Etiology and Pathophysiology
- In TTP, the aggregating agent responsible for platelet thrombi is unusually large von Willebrand factor (UL vWF) multimers, which are far larger than those found in normal plasma.
- A metalloproteinase, ADAMTS13, which normally enzymatically cleaves UL vWF multimers to prevent clumping within vessels, is deficient, defective, or absent, allowing UL vWF to react with platelets. This leads to the endothelial cell damage and disseminated thrombi characteristic of TTP.
- Arterioles most often affected are in the brain, kidney, pancreas, heart, and adrenal glands. Lungs and liver are relatively spared.
- In familial TTP, patients have an inherited deficiency of ADAMTS13 (1).
- In acquired idiopathic TTP, autoantibodies are directed against the metalloproteinase ADAMTS13 (1,3).
- Endothelial injury, either directly from a drug/toxin or indirectly via platelet/neutrophil activation, has been proposed as a cause of secondary TTP especially in those without ADAMTS13 deficiency.
- Drug induced (see “Risk Factors”)
- Hematopoietic cell transplantation
- TTP is most often an acquired disorder. A congenital form of inherited TTP (Upshaw-Schulman syndrome) is due to a mutation at the ADAMTS13 metalloproteinase gene locus on chromosome 9q34. This rare form of TTP has an autosomal-recessive pattern of inheritance.
- SUS typically presents in infancy and is rarely diagnosed after 10 years of age, it does not have the female predominance seen in idiopathic TTP, more often has notable renal impairment, and there is some heterogeneity among siblings although parents who are carriers of a single heterozygous ADAMTS13 mutation are typically asymptomatic
- Pregnancy and oral contraceptives
- AIDS and early symptomatic HIV infection
- Bacterial infection/sepsis
- Autoimmune disease
- Antiphospholipid antibody syndrome
- Systemic lupus erythematosus
- Hematopoietic stem cell transplantation
- Solid organ transplant
- Drug toxicity
- Cancer chemotherapy
- Mitomycin C and gemcitabine
- Bleomycin and cisplatin
- Calcineurin inhibitors
- Tacrolimus and cyclosporine
- Immune mediated
- Quinine and quinidine
- Ticlopidine and clopidogrel
- Cancer chemotherapy
Commonly Associated Conditions
- TTP/hemolytic uremic syndrome (HUS)/atypical HUS have similar presentations with MAHA and thrombocytopenia and multiorgan involvement.
- TTP generally presents with minimal renal involvement and may have neurologic abnormalities, whereas the opposite is more characteristic of HUS/atypical HUS. Creatinine of >2.3 is suggestive against TTP.

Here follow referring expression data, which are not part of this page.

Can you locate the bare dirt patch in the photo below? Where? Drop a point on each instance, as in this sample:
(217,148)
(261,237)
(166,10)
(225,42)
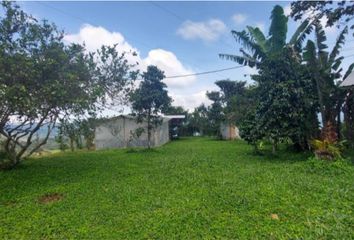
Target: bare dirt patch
(50,197)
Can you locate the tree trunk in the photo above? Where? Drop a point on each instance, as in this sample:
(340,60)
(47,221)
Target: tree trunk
(72,144)
(274,147)
(149,129)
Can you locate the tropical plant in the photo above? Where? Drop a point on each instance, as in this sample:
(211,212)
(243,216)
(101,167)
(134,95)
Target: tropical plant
(257,47)
(326,72)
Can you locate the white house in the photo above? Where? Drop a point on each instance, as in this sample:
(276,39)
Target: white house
(229,131)
(120,132)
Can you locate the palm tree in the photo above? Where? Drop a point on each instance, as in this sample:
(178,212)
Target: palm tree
(257,47)
(326,72)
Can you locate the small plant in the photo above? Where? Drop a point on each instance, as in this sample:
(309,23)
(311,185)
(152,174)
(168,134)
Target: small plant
(326,150)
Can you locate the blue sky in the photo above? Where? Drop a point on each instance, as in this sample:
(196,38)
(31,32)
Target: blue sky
(178,37)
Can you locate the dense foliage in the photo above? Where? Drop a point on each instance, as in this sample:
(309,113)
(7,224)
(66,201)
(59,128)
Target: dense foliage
(42,79)
(150,100)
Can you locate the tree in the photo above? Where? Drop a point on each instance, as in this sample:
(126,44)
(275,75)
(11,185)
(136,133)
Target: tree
(198,120)
(42,80)
(150,99)
(257,47)
(237,99)
(326,71)
(284,107)
(215,112)
(287,107)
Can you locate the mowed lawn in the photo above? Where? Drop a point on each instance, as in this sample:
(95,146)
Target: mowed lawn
(195,188)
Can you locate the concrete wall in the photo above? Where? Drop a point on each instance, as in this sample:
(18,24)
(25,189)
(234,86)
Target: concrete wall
(229,131)
(118,132)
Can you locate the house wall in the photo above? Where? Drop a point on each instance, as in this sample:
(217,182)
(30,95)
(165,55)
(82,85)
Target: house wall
(117,133)
(229,131)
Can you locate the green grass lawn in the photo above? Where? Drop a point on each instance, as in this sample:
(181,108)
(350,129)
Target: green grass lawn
(188,189)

- However, patients with HUS and TTP may have both prominent renal and neurologic manifestations, often making the diagnosis unclear, hence the historical hybrid name “TTP-HUS.”
- ADAMTS13 levels are diminished (generally <10%) in adults with familial or acquired idiopathic TTP but are normal in children diagnosed with HUS following infection with Escherichia coli (particularly type O157:H7), so-called Shiga toxin-HUS, and in “atypical HUS,” is also called complement-mediated thrombotic microangiopathy reflecting the pathophysiology which is related to complement dysregulation.